Loyola press release - March 19, 2008

President Clinton recognized three Loyola University New Orleans students (Elliot Sanchez, Nicole Kone and Aaron Kirsh) for their commitment in the inaugural Clinton Global Initiative University held Saturday, March 13 at Tulane University. The three students committed to implement a microfinance service program at Loyola that will enable the working poor of New Orleans to lift themselves out of poverty through the distribution of small loans and other financial products.

Out of more than 600 commitments made by more than 700 students from six continents, Clinton chose only nine commitments to personally point out at the conference. The three students were recognized at the event with an outstanding commitment award presented personally by President Clinton. (Video of the presentation to the Loyola students is linked here at 21 minutes, 15 seconds into the main video.)

The Loyola student-sponsored microfinance fund proposed by Sanchez, Kone and Kirsh would provide people who do not qualify for mainstream financial services with small loans to purchase income-producing assets, such as paint or construction supplies. The program aims to help alleviate poverty locally by giving residents small loans to recoup their assets in order for them to generate income.

The fund will provide more than 30 loans of $100 or more over the next 18 months. Loyola University’s Student Government Association has committed over $3000 a year to fund the program.
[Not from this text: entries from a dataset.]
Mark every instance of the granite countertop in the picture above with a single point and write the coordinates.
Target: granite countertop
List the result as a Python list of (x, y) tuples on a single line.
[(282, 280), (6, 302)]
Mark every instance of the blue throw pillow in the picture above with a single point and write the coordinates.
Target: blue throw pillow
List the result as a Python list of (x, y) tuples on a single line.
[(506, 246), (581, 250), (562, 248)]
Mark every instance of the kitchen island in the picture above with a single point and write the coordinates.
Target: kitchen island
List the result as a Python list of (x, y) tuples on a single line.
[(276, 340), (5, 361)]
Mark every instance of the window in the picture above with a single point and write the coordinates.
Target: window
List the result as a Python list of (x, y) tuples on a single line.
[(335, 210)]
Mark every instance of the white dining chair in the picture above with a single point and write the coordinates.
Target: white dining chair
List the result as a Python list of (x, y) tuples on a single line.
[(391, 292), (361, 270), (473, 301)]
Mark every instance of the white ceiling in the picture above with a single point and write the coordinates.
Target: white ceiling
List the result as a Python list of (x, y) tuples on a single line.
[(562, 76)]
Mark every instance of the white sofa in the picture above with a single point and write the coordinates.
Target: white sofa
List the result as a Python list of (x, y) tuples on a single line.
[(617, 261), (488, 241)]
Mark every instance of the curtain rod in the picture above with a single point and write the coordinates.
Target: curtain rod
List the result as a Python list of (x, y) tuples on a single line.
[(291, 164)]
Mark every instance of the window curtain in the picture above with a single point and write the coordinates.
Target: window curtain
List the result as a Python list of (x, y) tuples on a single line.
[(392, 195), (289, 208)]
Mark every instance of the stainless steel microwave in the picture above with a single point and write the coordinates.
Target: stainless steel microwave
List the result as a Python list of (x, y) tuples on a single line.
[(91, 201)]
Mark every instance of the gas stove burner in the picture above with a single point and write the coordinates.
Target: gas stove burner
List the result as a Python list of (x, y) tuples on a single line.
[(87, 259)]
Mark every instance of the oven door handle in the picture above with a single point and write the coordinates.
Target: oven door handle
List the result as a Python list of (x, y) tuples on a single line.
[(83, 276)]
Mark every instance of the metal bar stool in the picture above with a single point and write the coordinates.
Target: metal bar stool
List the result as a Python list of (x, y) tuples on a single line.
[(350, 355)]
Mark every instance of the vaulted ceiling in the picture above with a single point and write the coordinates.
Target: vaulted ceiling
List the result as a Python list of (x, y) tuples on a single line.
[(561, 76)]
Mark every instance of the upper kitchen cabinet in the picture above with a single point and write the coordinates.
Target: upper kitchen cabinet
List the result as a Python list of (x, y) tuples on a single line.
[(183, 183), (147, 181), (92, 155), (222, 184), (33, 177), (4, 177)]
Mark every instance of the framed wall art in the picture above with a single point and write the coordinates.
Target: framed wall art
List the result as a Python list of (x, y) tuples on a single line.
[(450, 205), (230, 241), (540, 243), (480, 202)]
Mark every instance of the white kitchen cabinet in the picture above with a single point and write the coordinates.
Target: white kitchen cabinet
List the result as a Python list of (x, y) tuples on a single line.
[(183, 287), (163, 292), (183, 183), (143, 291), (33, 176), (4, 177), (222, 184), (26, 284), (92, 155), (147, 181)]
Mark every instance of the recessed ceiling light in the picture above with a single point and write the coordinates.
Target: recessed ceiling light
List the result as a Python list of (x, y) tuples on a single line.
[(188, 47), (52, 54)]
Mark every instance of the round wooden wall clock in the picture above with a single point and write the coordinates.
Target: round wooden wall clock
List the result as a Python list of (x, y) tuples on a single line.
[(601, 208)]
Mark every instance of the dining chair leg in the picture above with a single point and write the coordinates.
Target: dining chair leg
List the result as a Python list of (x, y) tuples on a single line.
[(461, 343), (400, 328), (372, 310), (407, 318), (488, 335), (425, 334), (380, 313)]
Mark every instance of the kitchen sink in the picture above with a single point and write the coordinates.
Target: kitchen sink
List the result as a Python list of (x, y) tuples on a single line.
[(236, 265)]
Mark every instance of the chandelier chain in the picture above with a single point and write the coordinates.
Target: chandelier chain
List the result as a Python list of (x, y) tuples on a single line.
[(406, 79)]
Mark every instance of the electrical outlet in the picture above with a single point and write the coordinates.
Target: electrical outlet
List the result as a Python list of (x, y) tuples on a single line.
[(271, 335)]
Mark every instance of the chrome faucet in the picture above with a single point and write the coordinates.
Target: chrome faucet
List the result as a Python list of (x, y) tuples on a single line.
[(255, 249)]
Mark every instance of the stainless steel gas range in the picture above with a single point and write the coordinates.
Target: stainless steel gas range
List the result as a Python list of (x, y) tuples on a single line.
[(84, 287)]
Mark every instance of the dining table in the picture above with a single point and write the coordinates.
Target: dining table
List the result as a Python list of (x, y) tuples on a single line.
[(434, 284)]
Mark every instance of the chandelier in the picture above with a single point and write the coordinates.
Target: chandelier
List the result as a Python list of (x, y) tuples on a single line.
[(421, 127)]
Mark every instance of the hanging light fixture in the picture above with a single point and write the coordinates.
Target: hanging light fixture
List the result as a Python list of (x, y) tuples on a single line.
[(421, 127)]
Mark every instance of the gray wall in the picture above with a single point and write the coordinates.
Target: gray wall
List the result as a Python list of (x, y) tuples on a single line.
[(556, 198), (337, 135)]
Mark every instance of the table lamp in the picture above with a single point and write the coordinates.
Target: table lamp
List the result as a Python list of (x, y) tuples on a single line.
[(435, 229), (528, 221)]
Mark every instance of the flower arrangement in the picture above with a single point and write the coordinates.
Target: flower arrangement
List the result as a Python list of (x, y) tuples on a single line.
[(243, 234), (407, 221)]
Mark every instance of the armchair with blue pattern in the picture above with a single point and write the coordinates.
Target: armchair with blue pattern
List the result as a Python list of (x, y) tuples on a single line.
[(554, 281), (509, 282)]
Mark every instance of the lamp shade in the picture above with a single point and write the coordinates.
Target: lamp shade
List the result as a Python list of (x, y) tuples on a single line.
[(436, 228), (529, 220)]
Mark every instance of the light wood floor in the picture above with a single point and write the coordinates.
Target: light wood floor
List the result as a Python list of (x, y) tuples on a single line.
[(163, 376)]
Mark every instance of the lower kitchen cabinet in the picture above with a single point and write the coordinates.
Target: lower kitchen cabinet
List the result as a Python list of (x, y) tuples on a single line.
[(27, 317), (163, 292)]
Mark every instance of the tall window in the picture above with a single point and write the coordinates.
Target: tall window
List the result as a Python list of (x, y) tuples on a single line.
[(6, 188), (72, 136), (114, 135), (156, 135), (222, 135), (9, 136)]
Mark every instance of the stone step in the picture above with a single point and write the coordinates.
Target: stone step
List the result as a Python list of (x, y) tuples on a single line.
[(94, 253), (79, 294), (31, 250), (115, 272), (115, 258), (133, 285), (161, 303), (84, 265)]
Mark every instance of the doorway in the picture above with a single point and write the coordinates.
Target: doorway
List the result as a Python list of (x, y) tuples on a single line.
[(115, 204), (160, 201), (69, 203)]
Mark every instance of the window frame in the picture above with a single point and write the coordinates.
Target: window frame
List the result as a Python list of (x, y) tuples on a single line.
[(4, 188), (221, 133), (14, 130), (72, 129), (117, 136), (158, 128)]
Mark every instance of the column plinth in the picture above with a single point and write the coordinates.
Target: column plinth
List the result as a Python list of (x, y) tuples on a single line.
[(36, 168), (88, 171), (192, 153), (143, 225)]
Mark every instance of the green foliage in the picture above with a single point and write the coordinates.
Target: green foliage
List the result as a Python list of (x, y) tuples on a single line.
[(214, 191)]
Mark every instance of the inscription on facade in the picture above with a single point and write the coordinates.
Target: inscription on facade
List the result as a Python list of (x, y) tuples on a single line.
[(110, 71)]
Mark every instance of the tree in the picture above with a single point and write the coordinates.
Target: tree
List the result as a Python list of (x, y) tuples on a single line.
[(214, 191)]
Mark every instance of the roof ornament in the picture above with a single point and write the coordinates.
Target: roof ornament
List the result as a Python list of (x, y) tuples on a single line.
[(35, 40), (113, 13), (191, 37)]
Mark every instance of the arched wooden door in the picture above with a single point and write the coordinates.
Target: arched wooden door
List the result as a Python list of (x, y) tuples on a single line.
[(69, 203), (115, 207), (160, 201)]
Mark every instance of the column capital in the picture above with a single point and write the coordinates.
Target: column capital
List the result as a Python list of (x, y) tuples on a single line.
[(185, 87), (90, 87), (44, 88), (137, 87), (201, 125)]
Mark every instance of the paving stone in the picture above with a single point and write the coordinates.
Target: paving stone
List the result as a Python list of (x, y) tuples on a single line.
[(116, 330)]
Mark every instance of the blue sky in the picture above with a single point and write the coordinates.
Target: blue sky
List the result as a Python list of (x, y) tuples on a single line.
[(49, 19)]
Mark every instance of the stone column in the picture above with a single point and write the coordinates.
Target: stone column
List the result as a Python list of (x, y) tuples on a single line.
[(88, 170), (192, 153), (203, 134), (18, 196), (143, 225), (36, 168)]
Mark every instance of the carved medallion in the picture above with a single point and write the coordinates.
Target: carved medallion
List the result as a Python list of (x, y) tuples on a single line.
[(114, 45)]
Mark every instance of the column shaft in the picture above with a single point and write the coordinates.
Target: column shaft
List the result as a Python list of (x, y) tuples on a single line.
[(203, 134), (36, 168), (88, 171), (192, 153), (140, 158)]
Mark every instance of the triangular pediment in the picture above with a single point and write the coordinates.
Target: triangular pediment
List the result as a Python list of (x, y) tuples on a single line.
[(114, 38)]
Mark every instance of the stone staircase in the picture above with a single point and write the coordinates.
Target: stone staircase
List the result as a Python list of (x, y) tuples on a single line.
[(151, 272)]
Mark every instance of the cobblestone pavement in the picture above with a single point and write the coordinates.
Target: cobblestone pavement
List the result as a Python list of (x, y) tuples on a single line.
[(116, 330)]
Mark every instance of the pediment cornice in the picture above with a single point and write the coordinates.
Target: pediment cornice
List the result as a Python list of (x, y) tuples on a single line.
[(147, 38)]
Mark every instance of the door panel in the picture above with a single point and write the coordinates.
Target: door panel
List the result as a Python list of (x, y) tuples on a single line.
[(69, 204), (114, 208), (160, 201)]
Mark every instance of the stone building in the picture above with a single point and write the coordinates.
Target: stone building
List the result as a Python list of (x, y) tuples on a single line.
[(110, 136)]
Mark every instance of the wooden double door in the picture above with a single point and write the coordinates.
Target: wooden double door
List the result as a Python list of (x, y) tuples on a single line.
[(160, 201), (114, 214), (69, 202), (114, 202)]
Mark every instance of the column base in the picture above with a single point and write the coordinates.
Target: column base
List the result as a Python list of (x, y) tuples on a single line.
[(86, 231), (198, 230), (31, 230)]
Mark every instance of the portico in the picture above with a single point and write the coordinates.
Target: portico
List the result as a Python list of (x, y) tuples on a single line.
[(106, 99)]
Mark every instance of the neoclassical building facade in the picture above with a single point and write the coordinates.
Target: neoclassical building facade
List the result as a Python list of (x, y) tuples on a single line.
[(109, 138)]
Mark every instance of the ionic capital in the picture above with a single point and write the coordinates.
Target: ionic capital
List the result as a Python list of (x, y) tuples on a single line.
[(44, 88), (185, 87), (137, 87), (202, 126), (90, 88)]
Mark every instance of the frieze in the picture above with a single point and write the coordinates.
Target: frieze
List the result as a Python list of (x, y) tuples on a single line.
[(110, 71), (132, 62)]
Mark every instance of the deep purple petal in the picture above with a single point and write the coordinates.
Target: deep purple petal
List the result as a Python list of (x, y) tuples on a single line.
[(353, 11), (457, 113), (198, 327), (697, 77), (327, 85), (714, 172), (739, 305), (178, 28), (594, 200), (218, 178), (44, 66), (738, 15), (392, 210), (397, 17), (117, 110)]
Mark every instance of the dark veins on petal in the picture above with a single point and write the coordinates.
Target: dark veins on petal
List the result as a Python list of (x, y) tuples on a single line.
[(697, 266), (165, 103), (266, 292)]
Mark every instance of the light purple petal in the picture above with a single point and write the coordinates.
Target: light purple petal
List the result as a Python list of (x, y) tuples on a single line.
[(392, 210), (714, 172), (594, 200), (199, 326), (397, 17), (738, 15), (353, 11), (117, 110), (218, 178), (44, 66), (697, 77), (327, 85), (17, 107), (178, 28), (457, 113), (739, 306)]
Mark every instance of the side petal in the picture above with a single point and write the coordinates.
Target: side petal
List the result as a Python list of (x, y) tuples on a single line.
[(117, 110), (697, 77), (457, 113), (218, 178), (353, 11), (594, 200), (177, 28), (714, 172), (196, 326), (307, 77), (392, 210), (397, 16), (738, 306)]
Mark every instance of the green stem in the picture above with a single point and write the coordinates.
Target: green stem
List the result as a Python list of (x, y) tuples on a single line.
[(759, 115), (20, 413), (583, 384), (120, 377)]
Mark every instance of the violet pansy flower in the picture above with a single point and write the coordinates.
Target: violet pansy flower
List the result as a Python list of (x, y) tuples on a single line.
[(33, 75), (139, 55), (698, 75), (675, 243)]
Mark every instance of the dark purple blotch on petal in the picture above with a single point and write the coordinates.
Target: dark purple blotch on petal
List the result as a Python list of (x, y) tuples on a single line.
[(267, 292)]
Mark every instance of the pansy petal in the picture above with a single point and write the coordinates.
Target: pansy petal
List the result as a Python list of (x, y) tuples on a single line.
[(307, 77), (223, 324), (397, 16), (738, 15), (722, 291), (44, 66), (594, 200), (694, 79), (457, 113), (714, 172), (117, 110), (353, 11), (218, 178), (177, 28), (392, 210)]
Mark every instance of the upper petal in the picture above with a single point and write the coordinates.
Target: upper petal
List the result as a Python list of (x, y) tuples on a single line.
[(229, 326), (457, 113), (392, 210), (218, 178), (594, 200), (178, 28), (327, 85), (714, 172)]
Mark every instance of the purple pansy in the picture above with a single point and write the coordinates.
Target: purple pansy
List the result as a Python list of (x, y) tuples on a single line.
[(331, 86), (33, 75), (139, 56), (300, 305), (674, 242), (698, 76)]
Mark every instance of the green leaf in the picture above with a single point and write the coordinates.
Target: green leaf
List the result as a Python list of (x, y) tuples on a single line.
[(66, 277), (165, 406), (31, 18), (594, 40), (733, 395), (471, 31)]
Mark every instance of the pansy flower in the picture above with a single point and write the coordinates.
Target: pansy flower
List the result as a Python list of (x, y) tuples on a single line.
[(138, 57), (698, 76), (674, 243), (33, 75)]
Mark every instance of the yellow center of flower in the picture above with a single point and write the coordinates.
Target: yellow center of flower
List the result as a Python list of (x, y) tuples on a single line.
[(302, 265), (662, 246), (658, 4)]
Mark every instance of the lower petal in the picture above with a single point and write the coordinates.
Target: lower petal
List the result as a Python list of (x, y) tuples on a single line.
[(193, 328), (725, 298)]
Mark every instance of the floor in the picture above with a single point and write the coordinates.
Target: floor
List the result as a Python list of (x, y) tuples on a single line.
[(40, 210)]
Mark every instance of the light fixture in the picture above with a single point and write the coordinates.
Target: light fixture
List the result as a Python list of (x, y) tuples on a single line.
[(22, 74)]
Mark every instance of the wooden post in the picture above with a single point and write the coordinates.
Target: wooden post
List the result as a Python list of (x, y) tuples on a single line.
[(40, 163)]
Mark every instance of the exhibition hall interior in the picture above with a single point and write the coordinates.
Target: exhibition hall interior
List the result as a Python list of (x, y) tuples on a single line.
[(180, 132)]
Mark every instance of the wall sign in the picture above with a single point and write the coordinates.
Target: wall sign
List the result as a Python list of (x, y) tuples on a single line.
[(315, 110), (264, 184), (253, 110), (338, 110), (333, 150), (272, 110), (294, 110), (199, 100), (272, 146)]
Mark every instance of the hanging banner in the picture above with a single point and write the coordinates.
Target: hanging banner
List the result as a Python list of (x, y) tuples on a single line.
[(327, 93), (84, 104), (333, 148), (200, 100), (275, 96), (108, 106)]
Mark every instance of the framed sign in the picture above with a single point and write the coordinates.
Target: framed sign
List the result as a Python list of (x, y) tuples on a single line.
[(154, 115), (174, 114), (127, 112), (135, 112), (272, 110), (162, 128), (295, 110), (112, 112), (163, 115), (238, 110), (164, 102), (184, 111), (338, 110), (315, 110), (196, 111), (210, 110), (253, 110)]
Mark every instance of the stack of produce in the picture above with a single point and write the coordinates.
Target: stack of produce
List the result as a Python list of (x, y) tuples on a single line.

“What these young people are doing is potentially very important, not only because there are plenty of people in New Orleans who can generate more wealth and income if they have a very modest amount of credit that is repayable at anything approaching an affordable rate, but also because this is not a problem that is confined here,” Clinton said. “What they are doing has potential positive application throughout the United States wherever there are people who have good ideas and low incomes and limited access to credit.”